When it comes to sports, I’ve been a loser my whole life.

My record as a pitcher on my high school baseball team was 2-5. And as far as I can remember, our church basketball team didn’t win a game in the several seasons we played. Now, of course, me and my walker are lucky if we make it the two blocks to the Brown Cow for an ice cream cone without having to stop for a rest.

Being a loser is no fun in a society that values winning above everything else. My relationship with my dad is one example. My dad was good at everything he did, including sports. He made a hole-in-one at the Lincoln Fields golf course in Manitowoc the day after I was born and won several county golf tournaments in Wisconsin where I grew up. He and I didn’t play catch; we worked on pitching. He even built a pitching mound in our backyard. 

He had high expectations for me, which I never lived up to. It sucks to disappoint your father.

Our society is obsessed with winning, with being the best. Dr. Ray Williams, for example, in a 2016 post on the Psychology Today website wrote, “America has an obsession with defining success and happiness by winners and losers. This attitude and behavior permeates everything from sports to politics and business and does more harm than good.”

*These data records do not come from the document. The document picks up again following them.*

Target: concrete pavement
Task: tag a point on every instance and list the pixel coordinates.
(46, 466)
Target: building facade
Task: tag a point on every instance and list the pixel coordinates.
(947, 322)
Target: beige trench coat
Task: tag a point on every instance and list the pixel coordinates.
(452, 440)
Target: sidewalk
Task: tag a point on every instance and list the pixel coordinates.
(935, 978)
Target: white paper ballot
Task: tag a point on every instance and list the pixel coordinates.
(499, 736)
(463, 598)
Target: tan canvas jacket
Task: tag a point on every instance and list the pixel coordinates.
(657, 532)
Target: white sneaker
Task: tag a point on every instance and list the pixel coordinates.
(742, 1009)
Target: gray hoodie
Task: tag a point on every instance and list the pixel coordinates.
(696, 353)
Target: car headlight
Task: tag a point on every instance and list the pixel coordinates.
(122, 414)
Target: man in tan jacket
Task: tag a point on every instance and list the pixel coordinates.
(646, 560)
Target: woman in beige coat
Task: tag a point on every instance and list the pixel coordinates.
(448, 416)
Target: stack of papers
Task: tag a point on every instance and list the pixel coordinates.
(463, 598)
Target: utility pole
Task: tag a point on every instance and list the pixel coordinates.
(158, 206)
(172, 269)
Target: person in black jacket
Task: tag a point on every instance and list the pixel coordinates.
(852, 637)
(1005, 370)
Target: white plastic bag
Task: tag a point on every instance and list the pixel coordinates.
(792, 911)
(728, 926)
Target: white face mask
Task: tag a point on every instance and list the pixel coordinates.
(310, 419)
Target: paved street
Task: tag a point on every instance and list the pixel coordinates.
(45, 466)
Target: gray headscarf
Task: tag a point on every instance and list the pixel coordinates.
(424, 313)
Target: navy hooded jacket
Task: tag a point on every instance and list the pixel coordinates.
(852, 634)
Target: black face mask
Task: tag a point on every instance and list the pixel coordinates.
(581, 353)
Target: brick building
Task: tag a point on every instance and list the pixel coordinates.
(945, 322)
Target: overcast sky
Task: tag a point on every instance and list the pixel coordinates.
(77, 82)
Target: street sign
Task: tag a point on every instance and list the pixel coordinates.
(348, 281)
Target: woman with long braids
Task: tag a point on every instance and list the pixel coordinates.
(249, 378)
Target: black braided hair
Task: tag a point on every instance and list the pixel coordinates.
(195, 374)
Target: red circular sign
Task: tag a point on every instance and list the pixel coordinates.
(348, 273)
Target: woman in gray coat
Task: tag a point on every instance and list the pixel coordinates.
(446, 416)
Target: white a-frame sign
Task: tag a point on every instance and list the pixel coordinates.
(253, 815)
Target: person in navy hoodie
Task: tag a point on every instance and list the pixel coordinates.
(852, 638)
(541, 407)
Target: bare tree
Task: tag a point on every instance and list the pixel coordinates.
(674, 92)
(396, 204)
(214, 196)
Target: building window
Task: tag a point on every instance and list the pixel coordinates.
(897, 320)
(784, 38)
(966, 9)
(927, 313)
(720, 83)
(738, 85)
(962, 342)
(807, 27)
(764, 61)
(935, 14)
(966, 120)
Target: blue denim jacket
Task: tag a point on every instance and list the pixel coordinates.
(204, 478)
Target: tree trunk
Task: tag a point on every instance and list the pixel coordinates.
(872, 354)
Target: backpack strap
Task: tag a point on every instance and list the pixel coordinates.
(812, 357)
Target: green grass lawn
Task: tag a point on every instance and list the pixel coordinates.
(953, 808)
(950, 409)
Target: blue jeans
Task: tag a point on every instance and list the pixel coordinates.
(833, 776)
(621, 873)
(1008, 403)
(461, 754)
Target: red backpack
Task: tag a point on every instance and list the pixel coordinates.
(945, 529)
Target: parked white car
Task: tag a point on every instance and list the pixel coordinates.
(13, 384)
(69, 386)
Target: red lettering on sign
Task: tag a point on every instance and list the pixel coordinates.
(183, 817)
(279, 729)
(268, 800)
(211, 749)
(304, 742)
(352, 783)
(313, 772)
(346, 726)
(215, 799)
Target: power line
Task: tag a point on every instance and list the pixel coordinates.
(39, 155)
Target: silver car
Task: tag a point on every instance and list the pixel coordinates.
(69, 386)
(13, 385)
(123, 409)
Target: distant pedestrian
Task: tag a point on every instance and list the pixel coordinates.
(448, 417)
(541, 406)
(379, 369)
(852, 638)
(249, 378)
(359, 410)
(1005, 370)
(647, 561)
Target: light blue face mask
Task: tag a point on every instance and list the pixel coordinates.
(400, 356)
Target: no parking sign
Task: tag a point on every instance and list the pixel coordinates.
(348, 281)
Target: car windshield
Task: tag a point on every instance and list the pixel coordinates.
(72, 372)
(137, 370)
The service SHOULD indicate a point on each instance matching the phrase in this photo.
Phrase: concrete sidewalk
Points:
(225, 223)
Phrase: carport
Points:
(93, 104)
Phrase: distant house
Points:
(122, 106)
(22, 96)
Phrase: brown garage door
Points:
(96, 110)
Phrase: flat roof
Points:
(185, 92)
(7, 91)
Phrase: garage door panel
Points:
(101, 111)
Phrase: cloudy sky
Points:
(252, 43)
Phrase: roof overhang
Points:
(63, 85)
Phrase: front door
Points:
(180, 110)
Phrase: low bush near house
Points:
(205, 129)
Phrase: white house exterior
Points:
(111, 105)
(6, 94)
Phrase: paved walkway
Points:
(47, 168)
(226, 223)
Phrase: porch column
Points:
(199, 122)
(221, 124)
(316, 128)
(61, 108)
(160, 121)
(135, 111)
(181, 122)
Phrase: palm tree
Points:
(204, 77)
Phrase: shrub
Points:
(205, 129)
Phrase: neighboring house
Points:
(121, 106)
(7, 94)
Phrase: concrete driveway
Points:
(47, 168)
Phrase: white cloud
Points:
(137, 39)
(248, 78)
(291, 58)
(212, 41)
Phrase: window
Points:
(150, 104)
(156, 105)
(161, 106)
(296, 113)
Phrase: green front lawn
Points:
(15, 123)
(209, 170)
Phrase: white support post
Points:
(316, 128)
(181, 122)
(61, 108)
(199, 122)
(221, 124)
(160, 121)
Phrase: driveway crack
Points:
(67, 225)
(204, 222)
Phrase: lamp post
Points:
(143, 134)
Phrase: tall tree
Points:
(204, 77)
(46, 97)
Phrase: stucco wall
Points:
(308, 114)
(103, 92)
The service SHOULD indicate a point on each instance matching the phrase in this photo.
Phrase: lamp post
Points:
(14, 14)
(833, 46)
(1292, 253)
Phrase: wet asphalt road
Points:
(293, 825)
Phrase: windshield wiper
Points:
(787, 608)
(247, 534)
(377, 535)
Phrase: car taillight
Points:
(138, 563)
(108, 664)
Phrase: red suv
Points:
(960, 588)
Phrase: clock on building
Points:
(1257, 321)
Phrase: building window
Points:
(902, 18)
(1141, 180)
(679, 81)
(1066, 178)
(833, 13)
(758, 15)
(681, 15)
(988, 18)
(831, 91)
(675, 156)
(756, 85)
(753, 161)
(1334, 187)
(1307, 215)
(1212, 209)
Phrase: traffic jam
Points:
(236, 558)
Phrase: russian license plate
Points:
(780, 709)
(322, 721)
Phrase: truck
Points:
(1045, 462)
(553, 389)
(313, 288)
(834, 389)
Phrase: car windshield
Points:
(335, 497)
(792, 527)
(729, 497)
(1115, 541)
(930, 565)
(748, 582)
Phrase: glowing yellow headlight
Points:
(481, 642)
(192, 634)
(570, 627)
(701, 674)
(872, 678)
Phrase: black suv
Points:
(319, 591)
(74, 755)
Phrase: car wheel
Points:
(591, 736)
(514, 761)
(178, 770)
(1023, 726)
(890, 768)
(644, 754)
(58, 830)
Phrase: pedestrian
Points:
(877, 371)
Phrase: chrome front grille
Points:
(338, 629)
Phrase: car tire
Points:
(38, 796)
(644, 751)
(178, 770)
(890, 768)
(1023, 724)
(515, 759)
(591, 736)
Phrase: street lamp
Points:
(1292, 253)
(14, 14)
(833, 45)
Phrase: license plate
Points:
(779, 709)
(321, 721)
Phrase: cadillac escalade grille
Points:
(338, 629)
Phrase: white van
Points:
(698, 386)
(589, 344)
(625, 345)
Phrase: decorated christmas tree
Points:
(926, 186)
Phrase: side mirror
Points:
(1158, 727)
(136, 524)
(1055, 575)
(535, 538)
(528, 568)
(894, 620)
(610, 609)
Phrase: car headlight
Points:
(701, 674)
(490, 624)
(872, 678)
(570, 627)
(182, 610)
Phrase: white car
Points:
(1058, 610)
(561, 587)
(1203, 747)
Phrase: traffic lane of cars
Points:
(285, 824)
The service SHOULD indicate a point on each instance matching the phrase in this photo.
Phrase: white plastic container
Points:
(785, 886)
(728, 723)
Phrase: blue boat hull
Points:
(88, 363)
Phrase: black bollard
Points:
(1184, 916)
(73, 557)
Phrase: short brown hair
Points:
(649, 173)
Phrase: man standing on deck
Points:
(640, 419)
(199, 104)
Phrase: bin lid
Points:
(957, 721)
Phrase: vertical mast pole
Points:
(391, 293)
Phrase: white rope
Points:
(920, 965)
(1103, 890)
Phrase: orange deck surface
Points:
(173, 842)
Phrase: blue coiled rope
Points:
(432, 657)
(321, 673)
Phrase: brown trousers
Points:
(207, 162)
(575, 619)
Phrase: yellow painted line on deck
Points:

Tony Schwartz, in a 2012 post on the Harvard Business Review website, argued, “We’ve defined winning in a way that promises far more than it can deliver. We push children who show a glimmer of talent to focus on one sport, before they’re teenagers, and even to sacrifice their bodies, so that they might become champions. We tell teenagers that the key to success is getting into a top-rated college even though there are hundreds of schools at which it’s possible to get a great education. When they graduate, society tells them that a key measure of achievement is financial success, and too often they pursue it, believing that more and more money will eventually translate into happiness.”

President Trump got elected partly because his Vince Lombardi brand of “winning is the only thing” attitude resonated with millions of people in our country. Here are some of the things the reality show host has said in public:

“My whole life is about winning. I almost never lose.”

“I don’t like losers.”

“I’ve always said, ‘If you need Viagra, you’re probably with the wrong girl.'”

“I’ve always won, and I’m going to continue to win. And that’s the way it is.”

“A lot of people don’t like to win. They actually don’t know how to win … because deep down inside they don’t want to win.”

A commentator named Toure, who writes for the Daily Beast, was talking about how right-wing pundits attack black athletes for, in one way or another declaring that black lives matter, because they are rich — because they are winners financially. 

“But my real question is this,” he wrote. “Why is a player’s large paycheck a critical part of the argument and why is it used as a disqualifier? This is a particularly bizarre sentiment in America, where having lots of money is, in and of itself, proof of your importance. In this country, we’re taught to listen to people who have money just because they have money. The only reason why anyone listened to Trump in the decades before he was president is because he was wealthy.”

I’m trying to swim against the prevailing cultural current of “winning is everything,” partly because I’m 70 years old and the life expectancy for a white male is 76.7 years. That means I have statistically about 8 percent of my life ahead of me. 

And you think turning 40 got your attention!

Part of getting older includes losing — strength, memory, friends, the functioning of body parts. The six guys in my men’s group — our average age is about 70 — have lost some mental capacity due to traumatic brain injury, suffered a broken heel, and have had something go wrong with just about every body part in between. 

If we don’t learn how to lose, we’re in trouble. Eventually, of course, all of us will die. Longevity is one game all of us will lose.

When I was a pastor, I visited a guy dying of cancer at Oak Park Hospital. We talked and prayed together, and as I was leaving he said, “Don’t tell my wife that I’m dying.” Ten steps later I met his wife in the hall who said to me, “Don’t tell my husband that he’s dying.”

I don’t want to live like that. I don’t want to die like that. Thanks to the job I did for 30 years, I was blessed to watch many of my church members teach me how to be a loser.

I was able to see people die well. I watched members show me how to lose without experiencing it as a failure. Jo Wojtkiewicz, for example, was dying of cancer. She asked me to come to her hospital room and let her plan her own funeral. She picked the hymns and the readings and listened to me say her name wherever there was a blank in the service.

“That’s it?” she asked when we were finished. “That’s it,” I replied. She leaned back, putting her head on the pillow for about 10 seconds with a peaceful, satisfied look on her face. Then she leaned forward again and said enthusiastically, “Now let’s plan the reception!”

I watched our church members go through the decline, and eventual closing, of our congregation with grace and purpose. Realizing that our time in this village was past, they more or less gave the church building to the Thai congregation, which comprised immigrants just like the Germans who organized the congregation in 1879 had been.

Our obsession with winning hasn’t made us happy. According to the United Nations ranking of the happiest nations in the world we come in at 14.